Determination of the extent of the weathering and the nature and engineering properties of the products of weathering are among the most frequent and important geological problems encountered. They arise in connection with the investigation of the sites of practically every dam, tunnel and power station. Weathering often severely limits the number of possible quarry sites for concrete materials, rock fill and rip-rap. Residual soils often provide the most suitable and abundant sources of earth-fill for dam embankments and road building materials. Weathering greatly affects the location and design of roads in steep country.
Apart from these direct effects on the engineering works, the widespread blanket of soil makes geological mapping difficult by concealing the underlying rock and, in particular, it often tends to obscure weak-zones in the bed-rock, since both sound rock and weak rock are reduced by weathering to a similar soil.

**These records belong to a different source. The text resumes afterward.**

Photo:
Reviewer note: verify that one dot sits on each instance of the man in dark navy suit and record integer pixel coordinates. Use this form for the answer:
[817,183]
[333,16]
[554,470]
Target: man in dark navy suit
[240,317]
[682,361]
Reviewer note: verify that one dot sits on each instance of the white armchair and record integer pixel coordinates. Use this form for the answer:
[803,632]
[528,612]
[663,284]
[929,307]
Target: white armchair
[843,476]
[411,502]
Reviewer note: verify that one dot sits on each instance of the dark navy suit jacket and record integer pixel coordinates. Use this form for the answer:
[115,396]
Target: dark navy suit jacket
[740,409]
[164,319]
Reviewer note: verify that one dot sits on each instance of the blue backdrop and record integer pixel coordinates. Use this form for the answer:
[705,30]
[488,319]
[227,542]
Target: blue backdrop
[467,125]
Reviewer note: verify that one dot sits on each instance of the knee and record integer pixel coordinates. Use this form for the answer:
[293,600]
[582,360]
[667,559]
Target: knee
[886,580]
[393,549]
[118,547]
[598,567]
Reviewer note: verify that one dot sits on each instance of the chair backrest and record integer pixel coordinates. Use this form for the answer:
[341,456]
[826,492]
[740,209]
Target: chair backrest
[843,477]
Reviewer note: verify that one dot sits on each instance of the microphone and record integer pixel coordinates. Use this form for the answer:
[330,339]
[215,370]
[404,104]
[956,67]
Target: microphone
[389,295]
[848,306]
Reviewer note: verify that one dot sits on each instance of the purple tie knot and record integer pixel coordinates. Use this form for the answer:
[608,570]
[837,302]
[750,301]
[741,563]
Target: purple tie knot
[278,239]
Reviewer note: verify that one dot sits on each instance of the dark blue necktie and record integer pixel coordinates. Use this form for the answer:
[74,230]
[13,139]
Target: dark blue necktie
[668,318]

Weathering is by no means uniformly developed throughout the area. The most important factors influencing its development are the rock type, the local geological structure and the erosional history of each particular locality.
The granitic rocks are the most abundant and widespread rocks in the area, and it was therefore necessary at an early stage in the investigation to closely define the terms used to describe the various degrees of weathering of granitic rocks in order that descriptions of weathered rock exposed in outcrops, excavations, or in drill cores made by different geologists would be consistent and would indicate the engineering properties of the materials. Weathering of granite usually follows a regular pattern of development, and the degree of weathering can be consistently judged. Weathering in this case is mainly chemical weathering, recognized by the softening and decomposition of the felspars to clays, decay of the biotite mica, frequent brown discoloration throughout the fabric of the rock due to limonite, and a tendency for the rock to break into individual mineral grains, all leading to a reduction in its strength compared with its fresh state.